Bakanla milletvekilinin karşı karşıya gelmesi siyaset dünyasında sıkça yaşanıyor. Son dönemde bunun en somut örneği ise İçişleri Bakanı ile Zafer Partisi Genel Başkanı ve Milletvekili Ümit Özdağ arasında yaşanıyor. Bakan, Özdağ’la muhatap olmamak için söyleyecekleri çoğu kez bürokratları tarafından dile getiriliyor. İnsan hakları konusunda açıklamalar yapan DEVA Partisi Genel Başkan Yardımcısı Mustafa Yeneroğlu’nun açıklamaları da özellikle Emniyet’in üst yönetiminde rahatsızlık yaratıyor.

Kızdıkları milletvekiline bakanlığın, Emniyet’in resmi internet sitelerinde de yükleniyorlar. Bu durum “Devlette keyfilik almış başını gidiyor” yorumuna da neden oluyor. Her şeyin bir yönetmeliği var ama kamu kurumlarının internet siteleriyle ilgili bir yönetmelik bile yok. İnternet siteleri çoğu kez amaç dışı da kullanılır hale geldi. Bunun için bir örnek verelim.

“DÜŞMANLIĞI BİLİNEN!”

19 Haziran 2022 tarihinde Emniyet Genel Müdürlüğü’nün (EGM) sosyal medya hesaplarında basın açıklaması yayımlandı. Açıklamanın ilk cümlesinde “Uzun zamandır sistematik bir şekilde Türk Polis Teşkilatı’na yapılan saldırıları milletimiz görüyor ve yakından takip ediyor” denildi.

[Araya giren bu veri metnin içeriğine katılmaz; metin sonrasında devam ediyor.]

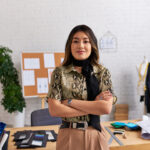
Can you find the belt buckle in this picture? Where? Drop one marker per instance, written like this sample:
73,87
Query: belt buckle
85,125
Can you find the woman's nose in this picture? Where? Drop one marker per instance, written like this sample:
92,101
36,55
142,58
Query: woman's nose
81,44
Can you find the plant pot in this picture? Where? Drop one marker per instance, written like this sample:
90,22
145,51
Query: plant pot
19,118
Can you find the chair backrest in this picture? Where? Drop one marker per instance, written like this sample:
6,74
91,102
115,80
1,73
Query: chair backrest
42,117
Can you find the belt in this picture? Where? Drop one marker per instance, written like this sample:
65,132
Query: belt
75,125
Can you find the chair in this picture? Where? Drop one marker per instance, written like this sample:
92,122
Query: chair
42,117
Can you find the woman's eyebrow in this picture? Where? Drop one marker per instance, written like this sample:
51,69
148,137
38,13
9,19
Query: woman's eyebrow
85,38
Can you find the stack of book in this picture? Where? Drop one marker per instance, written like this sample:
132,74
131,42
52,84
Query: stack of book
3,137
121,112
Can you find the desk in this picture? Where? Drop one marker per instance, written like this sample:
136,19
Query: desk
133,141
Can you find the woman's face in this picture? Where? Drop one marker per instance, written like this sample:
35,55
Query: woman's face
80,46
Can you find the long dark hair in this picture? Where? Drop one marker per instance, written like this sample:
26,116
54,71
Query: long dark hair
94,57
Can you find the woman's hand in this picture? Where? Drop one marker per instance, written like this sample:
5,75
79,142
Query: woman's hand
106,95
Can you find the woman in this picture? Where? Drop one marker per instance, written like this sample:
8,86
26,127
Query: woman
79,92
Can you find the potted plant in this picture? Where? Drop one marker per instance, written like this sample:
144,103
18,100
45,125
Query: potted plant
12,100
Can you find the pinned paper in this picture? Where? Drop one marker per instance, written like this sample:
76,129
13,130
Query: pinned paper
49,74
49,60
31,63
42,85
28,78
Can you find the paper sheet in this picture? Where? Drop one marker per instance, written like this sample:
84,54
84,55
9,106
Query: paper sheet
145,125
31,63
42,85
28,78
49,60
49,74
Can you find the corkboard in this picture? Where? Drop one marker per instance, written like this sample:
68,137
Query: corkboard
41,72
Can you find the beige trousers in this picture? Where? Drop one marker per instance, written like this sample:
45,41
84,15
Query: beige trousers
77,139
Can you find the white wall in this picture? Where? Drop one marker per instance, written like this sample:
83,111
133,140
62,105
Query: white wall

Açıklamanın devamında, farklı siyasi partilerdeki milletvekilleriyle ilgili örnekler verildikten sonra, Mustafa Yeneroğlu hakkında da “Teşkilatımıza yönelik düşmanlığı herkesçe bilinen milletvekili” iddiası yer aldı.

Emniyet yetkilisi tarafından “Düşman” olarak nitelenen milletvekilinin can güvenliği olur mu? Bu sözlere karşı milletvekili Mustafa Yeneroğlu’nun ne yaptığını merak ettim. Önce, çok üzgün olduğunu belirtelim. Emniyet Genel Müdürlüğü’nün somut bir olayla ilgili hakaret yerine vatandaşlarımızı tarafsız bir şekilde bilgilendirmesi gerektiğini söyledi.

“HEDEF GÖSTERME”

Yeneroğlu, “Bir milletvekili olarak şahsımın ‘Teşkilat düşmanı’ olarak tanımlanması ve teşkilat nezdinde hedef gösterilmem Emniyet Genel Müdürlüğü’nün, vatandaşların can ve mal emniyetini güvence altına alma ve kamu düzeninin bir unsuru olan huzur sağlama vazifesine tezat teşkil ediyor” diyor.

Kuşkusuz Emniyet’in, bir milletvekilini, bir vatandaşı hedef gösterme yetkisi yok. Dahası Emniyet Genel Müdürlüğü’nün milletvekilleri hakkında basın açıklaması yapma yetkisi de Devlet Memurları Kanunu’na göre yok. Kanuna göre memurların siyasi ve ideolojik amaçlı beyanda bulunması zaten mümkün değil.

Gerginliğin, acıtıcı dilin, insanları düşman gibi göstermenin ülkemize, kurumlarımıza  faydası olmaz, hele de Emniyet teşkilatımıza hiç yakışmaz. Bu dili kullananlar devlet memuru olduğunu unutmamalı.